President Recep Tayyip Erdogan of Turkey convened a meeting with other Muslim leaders to address the Israel-Palestine dispute and urged them to oppose Israel. He met with the rulers of Qatar and Malaysia, according to sources, and vowed to take concrete action against Israel. He talked with Sheikh Tamim bin Hamad Al Thani, Qatar’s emir, and Malaysia’s King Abdullah Sultan Ahmad Shah.
Erdogan’s pace at which he shifted Turkey’s foreign policy goals is commendable. He toned down his hostile tone, de-escalated tensions with Greece, and began negotiating with Arab countries, toeing the US line on Iran. Following Joe Biden’s election as US President, certain improvements in the Turkish leader became apparent. During his campaign, Biden said that he would react to Erdogan’s conduct.
The Turkish president has talked to Palestinian President Mahmoud Abbas and Hamas leader Ismail Haniyeh, who have both strongly condemned Israel’s conduct against Palestinians at the Al-Aqsa Mosque compound during the fasting month of Ramadan.
Turkey is reportedly trying to mend fences with Israel, which has sparked the current round of fighting. After the US relocated its embassy from Tel Aviv to Jerusalem in 2018, the two countries removed their ambassadors, prompting widespread Palestinian protests. Thousands of demonstrators marched to Israel’s embassy in Ankara and consulate in Istanbul late Monday to demonstrate against Israel, despite Turkey’s COVID-19 restrictions.
Erdogan had allegedly tried to escalate the conflict by promising the Palestinian Authority and the Islamic fundamentalist group Hamas that Turkey would support the Muslim world in its efforts to “stop Israel’s terrorism and occupation.”
On Tuesday, the Israeli military claims to have killed a top leader of the Islamic Jihad militant group in Gaza. It named the militant Samih al-Mamluk, the leader of the Islamic Jihad’s rocket squad. Other senior militants in the group were also killed, according to the military. Imran Khan, Pakistan’s prime minister, has also condemned Israel’s use of force against Palestinians at the Al-Aqsa Mosque compound during Ramadan. Khan said on Tuesday that he had asked his foreign minister to speak with his Turkish and Saudi counterparts to discuss how they should react jointly.

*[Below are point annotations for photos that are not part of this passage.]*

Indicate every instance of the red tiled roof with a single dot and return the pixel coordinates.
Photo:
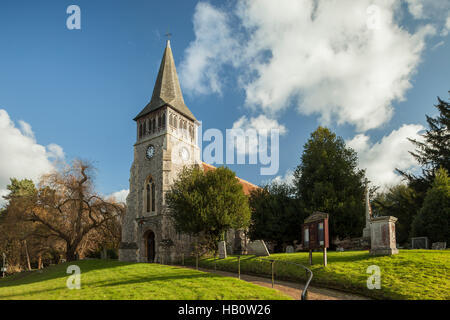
(246, 186)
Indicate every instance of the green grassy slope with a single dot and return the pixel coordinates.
(412, 274)
(102, 279)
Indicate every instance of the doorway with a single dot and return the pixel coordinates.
(150, 245)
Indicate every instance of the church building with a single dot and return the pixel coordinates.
(166, 141)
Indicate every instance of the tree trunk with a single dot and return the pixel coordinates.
(27, 254)
(70, 253)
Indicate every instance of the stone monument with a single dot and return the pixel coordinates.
(419, 243)
(382, 236)
(258, 248)
(222, 250)
(366, 230)
(439, 245)
(290, 249)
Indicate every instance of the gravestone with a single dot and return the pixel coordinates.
(382, 236)
(222, 250)
(366, 230)
(419, 243)
(439, 245)
(258, 248)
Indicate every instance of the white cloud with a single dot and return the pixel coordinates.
(415, 7)
(446, 29)
(331, 58)
(288, 178)
(20, 155)
(120, 196)
(382, 158)
(262, 127)
(214, 46)
(428, 9)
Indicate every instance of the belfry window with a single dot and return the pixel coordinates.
(153, 197)
(150, 196)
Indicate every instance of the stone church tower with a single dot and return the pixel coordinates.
(166, 141)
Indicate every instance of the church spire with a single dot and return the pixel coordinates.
(167, 90)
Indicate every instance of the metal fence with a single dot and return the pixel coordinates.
(273, 262)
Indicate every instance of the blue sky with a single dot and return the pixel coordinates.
(80, 89)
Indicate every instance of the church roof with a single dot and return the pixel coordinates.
(167, 90)
(246, 186)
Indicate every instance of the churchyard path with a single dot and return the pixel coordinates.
(292, 289)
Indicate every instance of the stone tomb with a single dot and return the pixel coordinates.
(222, 250)
(382, 236)
(419, 243)
(439, 245)
(258, 248)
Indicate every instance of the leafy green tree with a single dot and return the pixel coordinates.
(329, 180)
(433, 220)
(208, 204)
(432, 151)
(397, 201)
(277, 215)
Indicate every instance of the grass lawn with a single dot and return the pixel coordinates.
(412, 274)
(106, 279)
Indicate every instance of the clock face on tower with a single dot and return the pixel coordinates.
(150, 152)
(184, 154)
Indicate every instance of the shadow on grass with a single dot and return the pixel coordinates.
(58, 271)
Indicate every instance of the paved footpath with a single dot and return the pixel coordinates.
(291, 288)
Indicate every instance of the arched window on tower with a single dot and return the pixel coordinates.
(153, 197)
(150, 196)
(147, 196)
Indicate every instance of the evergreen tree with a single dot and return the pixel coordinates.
(277, 215)
(434, 151)
(208, 204)
(329, 180)
(433, 220)
(397, 202)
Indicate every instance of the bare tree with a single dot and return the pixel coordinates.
(67, 207)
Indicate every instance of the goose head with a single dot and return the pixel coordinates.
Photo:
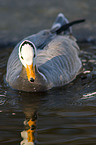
(27, 56)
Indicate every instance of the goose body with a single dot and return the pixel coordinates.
(56, 62)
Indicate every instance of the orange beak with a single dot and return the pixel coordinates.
(30, 72)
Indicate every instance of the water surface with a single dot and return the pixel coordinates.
(61, 116)
(65, 115)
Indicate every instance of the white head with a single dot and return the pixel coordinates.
(27, 55)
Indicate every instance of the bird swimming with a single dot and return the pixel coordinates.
(45, 60)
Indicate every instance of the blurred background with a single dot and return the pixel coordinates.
(66, 115)
(19, 19)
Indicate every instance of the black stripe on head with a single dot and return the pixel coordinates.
(28, 42)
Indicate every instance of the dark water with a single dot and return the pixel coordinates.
(63, 116)
(66, 115)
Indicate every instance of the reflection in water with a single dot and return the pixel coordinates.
(30, 105)
(28, 133)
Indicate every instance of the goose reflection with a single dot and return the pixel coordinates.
(31, 103)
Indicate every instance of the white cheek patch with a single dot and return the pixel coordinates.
(27, 54)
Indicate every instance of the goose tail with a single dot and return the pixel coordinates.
(63, 26)
(60, 21)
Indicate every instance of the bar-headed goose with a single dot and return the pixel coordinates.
(45, 60)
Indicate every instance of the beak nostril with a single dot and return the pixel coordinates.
(31, 80)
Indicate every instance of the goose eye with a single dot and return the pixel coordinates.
(22, 57)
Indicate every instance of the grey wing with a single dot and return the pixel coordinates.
(60, 62)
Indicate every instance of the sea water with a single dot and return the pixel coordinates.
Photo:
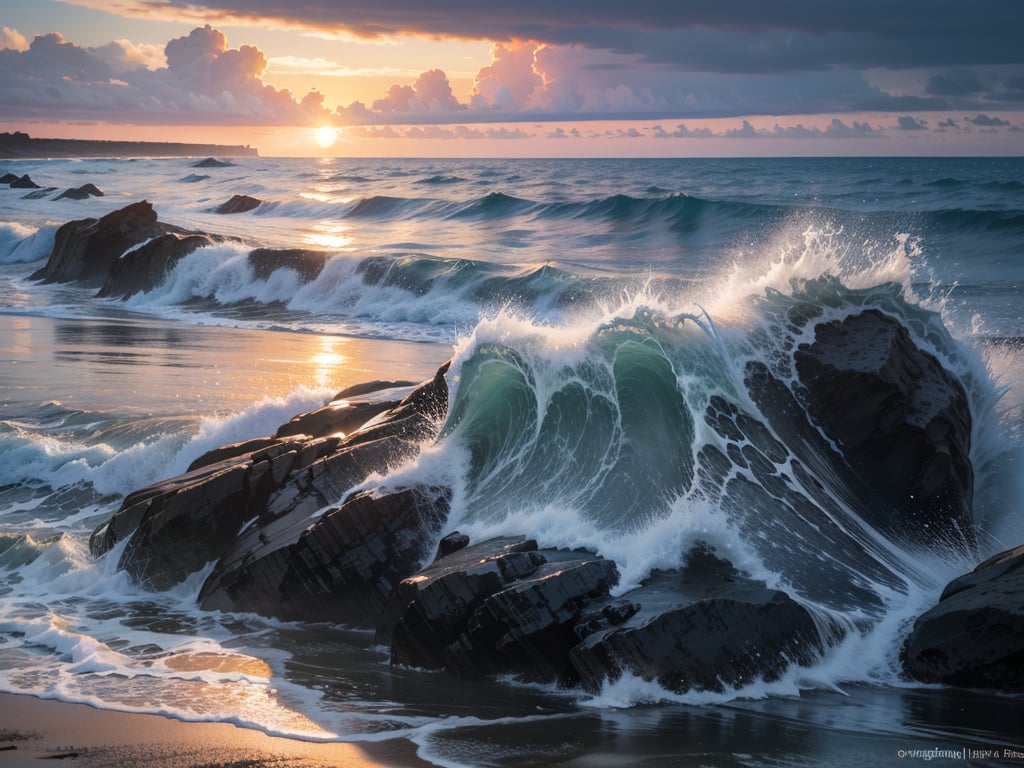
(593, 308)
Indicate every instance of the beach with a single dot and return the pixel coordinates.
(36, 729)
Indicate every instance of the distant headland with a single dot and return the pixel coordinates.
(13, 145)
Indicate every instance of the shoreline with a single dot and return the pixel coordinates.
(33, 729)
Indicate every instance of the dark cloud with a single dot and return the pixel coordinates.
(908, 123)
(986, 121)
(961, 83)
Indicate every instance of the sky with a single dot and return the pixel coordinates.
(530, 78)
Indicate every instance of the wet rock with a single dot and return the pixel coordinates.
(142, 268)
(974, 637)
(178, 525)
(81, 193)
(211, 163)
(307, 263)
(704, 628)
(902, 420)
(238, 203)
(337, 417)
(86, 249)
(527, 629)
(251, 573)
(431, 608)
(24, 182)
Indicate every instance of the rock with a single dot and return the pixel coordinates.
(86, 249)
(705, 628)
(346, 565)
(527, 629)
(337, 417)
(902, 421)
(81, 193)
(238, 204)
(307, 263)
(974, 637)
(431, 608)
(24, 182)
(252, 571)
(178, 525)
(146, 266)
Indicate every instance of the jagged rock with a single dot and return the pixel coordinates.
(144, 267)
(336, 417)
(902, 421)
(211, 163)
(81, 193)
(369, 387)
(527, 629)
(974, 637)
(430, 609)
(24, 182)
(178, 525)
(86, 249)
(346, 565)
(238, 203)
(705, 628)
(307, 263)
(251, 573)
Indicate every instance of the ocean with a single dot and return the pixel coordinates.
(554, 286)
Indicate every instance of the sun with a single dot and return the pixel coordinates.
(326, 136)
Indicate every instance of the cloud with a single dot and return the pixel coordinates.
(196, 79)
(701, 35)
(908, 123)
(986, 121)
(12, 39)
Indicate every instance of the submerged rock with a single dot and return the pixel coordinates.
(81, 193)
(238, 204)
(87, 249)
(705, 628)
(211, 163)
(24, 182)
(974, 637)
(144, 267)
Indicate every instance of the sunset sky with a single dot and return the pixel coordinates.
(528, 78)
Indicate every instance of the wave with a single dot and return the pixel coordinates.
(24, 244)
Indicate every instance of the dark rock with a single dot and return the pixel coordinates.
(430, 609)
(704, 628)
(211, 163)
(902, 420)
(233, 451)
(267, 260)
(974, 637)
(451, 544)
(178, 525)
(527, 629)
(251, 573)
(369, 387)
(346, 565)
(238, 204)
(86, 249)
(24, 182)
(81, 193)
(143, 268)
(336, 417)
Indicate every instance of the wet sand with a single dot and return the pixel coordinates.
(38, 732)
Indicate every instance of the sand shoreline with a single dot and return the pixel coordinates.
(34, 729)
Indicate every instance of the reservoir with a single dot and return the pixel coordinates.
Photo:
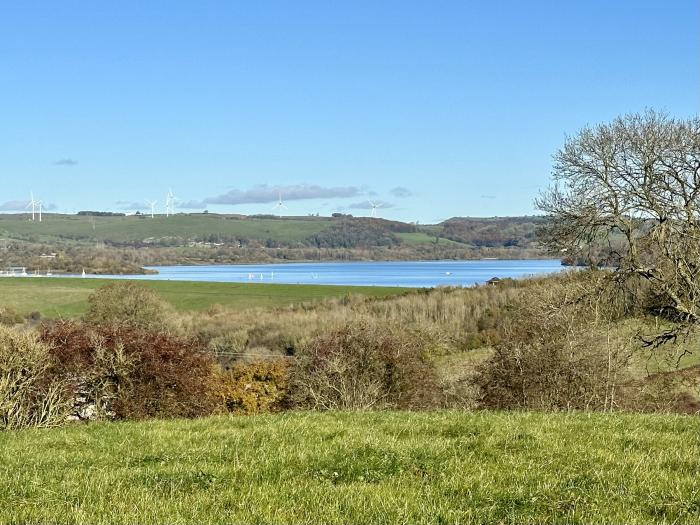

We can say the shift was commendable because Erdogan is the same person who has been trying to destabilise the MENA zone (the Middle East and North Africa). He was attempting to resurrect the Ottoman Caliphate and ascend to the position of the Caliph himself. However, the establishment of a united front through the Abraham Accords, the United States and European Union’s stern stances, as well as diplomatic defeats at the hands of Putin, caused Erdogan to backtrack.
Erdogan also sees Turkey and Muslims as victims, which fuels his desire to triumph over an incident that occurred over a thousand years ago. Erdogan’s plan to incite a rivalry based on a historic incident thousands of years ago demonstrates that he is still trapped in a period when violent wars based on religious sentiments were the norm, and he has encapsulated himself in it.
Furthermore, Erdogan’s conversion of major churches such as the Hagia Sophia Cathedral and the Church of the Holy Saviour in Chora, which had operated as museums for decades, demonstrates Erdogan’s contempt for Christian beliefs. These are only the most notable; there are others as well.
Now with the latest heightened conflict between Israel and Palestine, Erdogan has once again unveiled his warmongering, Jew-hating attributes for which he is known for. Erdogan is a sentimental tyrant who cannot comprehend Turkey’s decline and wishes to return the country to its Ottoman Empire heyday. Turkey’s ties with its neighbours, as well as with Europe, have deteriorated as a result of this. He has chosen his battles based on ideological and civilizational differences. However, his policies against Europe represent a disdain for the Christian world; as a leader in the twenty-first century, he has refused to respect even the most basic Christian ideals or any other concepts that encompass secularism.